天台宗について

法話集

No.160幸せになる生き方

 私が小学生の頃は、学校から帰ったら近所の村の友達のところでよく遊んでいました。その村に、信仰深いおばあさんがおられました。よく天に向かって「有難うございます」つぶやきながら合掌される姿が子供心に強く印象に残っています。その当時の田舎はほとんど皆、質素な生活です。その中でも、おばあさんは最も質素な生活でしたが、いつもおだやかで感謝にあふれた姿は幸せそうでした。

 「幸せ」とはこころに、安らぎと「有難いなぁ」という感謝のよろこびを感じている状態です。詩人の相田みつをさんの詩に「しあわせは いつも自分のこころがきめる」とありますが、その通りです。自分のこころが幸せと思ったら幸せです。質素な生活でもこころに安らぎと感謝の豊かなよろこびがあれば幸せです。逆に、経済的にも社会的にもどれだけ恵まれていても、それを当たり前としてこころに感謝のよろこびがなければ幸せとは感じられないでしょう。外側にある条件が「幸せ」を決めるのではありません。外側にある条件は、危うく、移ろいやすいものです。「幸せ」を感じさせるものは、あくまでも自分のこころに安らぎと豊かなよろこびがあるかどうかだと思います。
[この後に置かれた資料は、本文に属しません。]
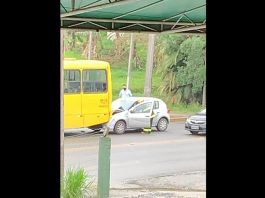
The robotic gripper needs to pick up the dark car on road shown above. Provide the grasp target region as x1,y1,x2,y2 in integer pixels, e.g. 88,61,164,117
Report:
185,109,206,134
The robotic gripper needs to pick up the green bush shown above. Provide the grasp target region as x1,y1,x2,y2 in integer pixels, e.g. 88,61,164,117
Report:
61,168,96,198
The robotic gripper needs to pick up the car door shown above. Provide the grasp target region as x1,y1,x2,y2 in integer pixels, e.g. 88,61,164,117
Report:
128,101,154,128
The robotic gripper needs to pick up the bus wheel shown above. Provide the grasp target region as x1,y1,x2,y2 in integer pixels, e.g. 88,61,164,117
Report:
114,120,126,134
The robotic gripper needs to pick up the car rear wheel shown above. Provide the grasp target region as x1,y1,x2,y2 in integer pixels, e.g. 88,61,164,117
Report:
113,120,126,134
156,118,168,131
191,131,199,135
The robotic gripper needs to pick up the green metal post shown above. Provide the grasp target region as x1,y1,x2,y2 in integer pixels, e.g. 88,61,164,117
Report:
97,137,111,198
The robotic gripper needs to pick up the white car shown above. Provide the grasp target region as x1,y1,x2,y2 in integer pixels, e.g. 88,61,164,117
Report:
107,97,170,134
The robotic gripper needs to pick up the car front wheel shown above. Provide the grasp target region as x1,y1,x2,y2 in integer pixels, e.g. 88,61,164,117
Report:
156,118,168,131
113,120,126,134
191,131,199,135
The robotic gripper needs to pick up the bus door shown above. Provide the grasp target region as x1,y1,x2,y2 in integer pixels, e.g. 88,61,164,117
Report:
82,69,108,126
64,69,83,128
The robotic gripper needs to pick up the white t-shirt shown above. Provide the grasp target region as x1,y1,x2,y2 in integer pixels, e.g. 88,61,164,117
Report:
119,89,132,98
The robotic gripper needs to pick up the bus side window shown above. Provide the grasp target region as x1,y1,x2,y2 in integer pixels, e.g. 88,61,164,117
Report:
64,70,81,93
83,69,107,93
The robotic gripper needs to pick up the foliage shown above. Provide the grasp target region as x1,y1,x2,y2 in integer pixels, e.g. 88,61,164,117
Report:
61,168,96,198
158,35,206,104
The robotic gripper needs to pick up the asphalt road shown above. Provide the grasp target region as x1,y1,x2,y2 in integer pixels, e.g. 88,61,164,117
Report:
64,123,206,188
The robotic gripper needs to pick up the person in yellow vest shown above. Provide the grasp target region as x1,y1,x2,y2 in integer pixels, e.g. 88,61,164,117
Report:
143,111,156,133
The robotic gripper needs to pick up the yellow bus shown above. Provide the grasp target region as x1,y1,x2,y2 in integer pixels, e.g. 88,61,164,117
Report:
64,60,112,130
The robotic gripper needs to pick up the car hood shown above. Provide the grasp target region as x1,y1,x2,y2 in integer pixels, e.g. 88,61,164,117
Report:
111,110,128,119
189,115,206,121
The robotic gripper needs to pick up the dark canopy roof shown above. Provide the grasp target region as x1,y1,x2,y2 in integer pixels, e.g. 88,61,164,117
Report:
61,0,206,34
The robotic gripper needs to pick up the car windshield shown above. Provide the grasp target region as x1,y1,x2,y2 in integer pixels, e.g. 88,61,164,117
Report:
112,99,135,110
200,109,206,114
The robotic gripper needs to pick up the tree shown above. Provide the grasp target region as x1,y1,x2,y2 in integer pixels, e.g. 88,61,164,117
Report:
156,35,206,104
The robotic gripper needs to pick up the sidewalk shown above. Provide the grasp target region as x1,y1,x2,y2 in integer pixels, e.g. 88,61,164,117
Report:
110,171,206,198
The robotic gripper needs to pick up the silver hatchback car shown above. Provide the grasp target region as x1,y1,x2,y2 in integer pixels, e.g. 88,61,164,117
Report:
107,97,170,134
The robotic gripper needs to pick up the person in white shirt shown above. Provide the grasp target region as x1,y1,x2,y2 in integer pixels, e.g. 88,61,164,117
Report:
119,84,132,98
横浜市立大学名誉教授で教育心理学者の伊藤隆二先生が、「こころの健康な人」に多く見られた共通点を三つあげられています。
1.こころが安らいでいること。
2.打ち込むものがあること。
3.多くの人に喜びを分け与えていること。
逆にこれを欠いていると、こころは不健康だそうです。こころが安らいでいないことは、いつもイライラ、あせりがあるということ。いまある自分に満足できず、本当の自分はどこにあるのかと考えている状態です。打ち込むものがない、というのは、自分なりの才能を活かしていないので、満ち足りた気持ちになれない状態です。他の人に喜びを与えることは、自分自身に喜びを与えることでもあり、それで自分のこころは安らぎ、立ち直る人が多いと言われます。

 そして、伊藤先生がこれまで人生問題を考えてきて気になることは現代文明の問題、「もっともっと、という考え方。より大きく、より多くという、とめどもなく欲望が膨らむ相対的な価値観がこころに安らぎを与えない。そういった価値観から、比較しない絶対的な価値観の人生、自分なりの人生、自分なりのこころ豊かな生き方へと転換していくことが、三つの共通点に即した、こころの健康が得られるのでは」と言われます。大事なことは、こころを豊かにする生き方が「幸せ」な人生につながるということです。
 信仰のある生活は、仏さまに護られているこころの安らぎと、それに対する感謝の喜びを与えてくれます。